Quelques incels sont en effet de dangereux misogynes. Cependant, il existe un groupe beaucoup plus important et croissant d’Incels invisibles qui vivent dans une misère frustrée et inoffensive. Nous devrions aussi nous inquiéter pour eux.

L’endroit le plus simple pour trouver des incels est un recoin bizarre de la « manosphère » en ligne. Les utilisateurs des sites Web incel pensent que les femmes sont le sexe dominant. Ils déplorent que les femmes ne soient attirées que par de beaux et grands mâles Alpha – « Chads », en langue vernaculaire incel. Les incels eux-mêmes se sentent trop laids ou trop petits – « zetas », selon leur propre estimation – pour posséder la « SMV » (valeur marchande sexuelle). De nombreux incels sont vierges. Beaucoup n’ont jamais été embrassés.

La norme sur ces forums est une misogynie qui rejette la faute sur les femmes. Certains incels revendiquent un « droit au sexe », ce qui signifie que les femmes devraient leur être redistribuées des Tchads. Mais comme peu d’Incels sont politiquement actifs, il s’agit d’un souhait et non d’une plateforme politique. Les incels s’encouragent mutuellement à « prendre la pilule noire », c’est-à-dire à accepter leur propre infériorité sexuelle comme inaltérable. Les discussions sur le suicide sont courantes et souvent encouragées, note Miriam Lindner, psychologue à Harvard, dans son nouvel article universitaire primé sur les incels.

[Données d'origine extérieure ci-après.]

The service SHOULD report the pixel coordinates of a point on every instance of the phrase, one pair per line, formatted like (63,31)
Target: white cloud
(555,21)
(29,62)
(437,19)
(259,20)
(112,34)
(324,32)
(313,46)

Mais surtout, ces sites misogynes n’attirent que « des dizaines de milliers » d’incels masculins en colère et s’identifiant eux-mêmes, comme l’estime la criminologue Lisa Sugiura dans son livre de 2021. La rébellion Incel. Ce groupe comprend vraisemblablement les incels qui ont tué près de 50 personnes aux États-Unis et au Canada entre 2014 et 2019. C’est un bilan terrible, mais il est éclipsé par les près de 1 700 meurtres de femmes par leurs partenaires intimes aux États-Unis rien qu’en 2021. En d’autres termes, le plus grand risque pour les femmes vient des hommes avec qui elles couchent.

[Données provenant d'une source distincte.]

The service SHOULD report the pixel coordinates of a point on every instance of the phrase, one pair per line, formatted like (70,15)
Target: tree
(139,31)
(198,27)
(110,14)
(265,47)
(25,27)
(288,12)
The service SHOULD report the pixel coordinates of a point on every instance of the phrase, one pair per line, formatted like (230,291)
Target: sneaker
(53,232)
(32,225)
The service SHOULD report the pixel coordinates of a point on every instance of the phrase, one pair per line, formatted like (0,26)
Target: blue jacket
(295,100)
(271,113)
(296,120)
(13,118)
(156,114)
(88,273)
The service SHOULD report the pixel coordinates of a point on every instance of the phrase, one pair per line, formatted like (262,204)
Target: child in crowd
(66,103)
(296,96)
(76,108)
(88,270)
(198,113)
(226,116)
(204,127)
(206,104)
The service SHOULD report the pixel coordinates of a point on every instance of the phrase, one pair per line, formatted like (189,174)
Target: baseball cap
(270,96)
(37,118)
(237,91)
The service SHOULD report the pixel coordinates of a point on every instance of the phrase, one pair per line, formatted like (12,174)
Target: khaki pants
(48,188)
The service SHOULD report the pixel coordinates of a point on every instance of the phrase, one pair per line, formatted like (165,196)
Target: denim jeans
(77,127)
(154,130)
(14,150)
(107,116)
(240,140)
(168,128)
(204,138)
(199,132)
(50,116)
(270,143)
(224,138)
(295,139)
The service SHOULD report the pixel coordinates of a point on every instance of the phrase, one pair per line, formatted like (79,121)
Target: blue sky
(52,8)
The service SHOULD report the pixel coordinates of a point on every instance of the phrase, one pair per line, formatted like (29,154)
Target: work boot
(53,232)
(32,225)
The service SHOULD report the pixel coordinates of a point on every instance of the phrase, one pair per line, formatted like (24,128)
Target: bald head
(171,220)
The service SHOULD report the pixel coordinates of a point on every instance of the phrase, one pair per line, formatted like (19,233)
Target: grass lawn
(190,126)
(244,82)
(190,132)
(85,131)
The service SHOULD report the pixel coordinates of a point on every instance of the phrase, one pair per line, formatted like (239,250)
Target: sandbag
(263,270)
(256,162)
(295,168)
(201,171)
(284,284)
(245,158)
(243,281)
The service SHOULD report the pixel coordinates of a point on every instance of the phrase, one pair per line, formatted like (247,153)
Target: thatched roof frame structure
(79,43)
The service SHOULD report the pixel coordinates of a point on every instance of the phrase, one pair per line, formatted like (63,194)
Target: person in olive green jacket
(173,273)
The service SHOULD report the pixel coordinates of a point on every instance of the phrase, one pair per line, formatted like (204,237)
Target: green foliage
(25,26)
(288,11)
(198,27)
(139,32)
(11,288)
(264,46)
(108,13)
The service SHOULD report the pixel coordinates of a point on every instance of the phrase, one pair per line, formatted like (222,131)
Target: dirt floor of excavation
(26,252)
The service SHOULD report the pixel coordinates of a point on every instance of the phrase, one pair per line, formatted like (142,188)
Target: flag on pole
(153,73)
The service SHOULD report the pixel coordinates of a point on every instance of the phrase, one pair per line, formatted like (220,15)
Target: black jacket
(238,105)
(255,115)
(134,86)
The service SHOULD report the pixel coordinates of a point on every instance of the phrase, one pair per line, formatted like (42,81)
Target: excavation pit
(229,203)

Au-delà du petit groupe d’incels qui visitent ces sites, il doit y avoir des dizaines de millions de célibataires involontaires qui n’y vont jamais. L’écrasante majorité ne déteste probablement pas les femmes. Il peut s’agir de vos voisins ou collègues inoffensifs. Et ils prolifèrent. Alors que les personnes âgées craignent traditionnellement que les jeunes soient « surexués », la nouvelle génération apparaît sous-sexuée.

En Chine et en Inde, l’avortement des filles et certains infanticides féminins ont créé ce que Lindner appelle « un excès stupéfiant de 70 millions d’hommes qui seront incapables de trouver une partenaire féminine ». Aux États-Unis, en 2019, 28 % des jeunes hommes n’avaient pas eu de relations sexuelles avec une femme depuis un an, contre environ 10 % dix ans plus tôt, rapporte l’Enquête sociale générale menée par l’Université de Chicago. Dans une enquête nationale menée auprès des Japonais âgés de 18 à 34 ans en 2016, 42 % des hommes ont déclaré être vierges.

Une partie du problème pourrait provenir des sites de rencontres. Plutôt que de conduire au sexe, ils pourraient remplacer le sexe : les utilisateurs peuvent s’amuser en flirtant en ligne sans jamais rencontrer personne dans la vraie vie.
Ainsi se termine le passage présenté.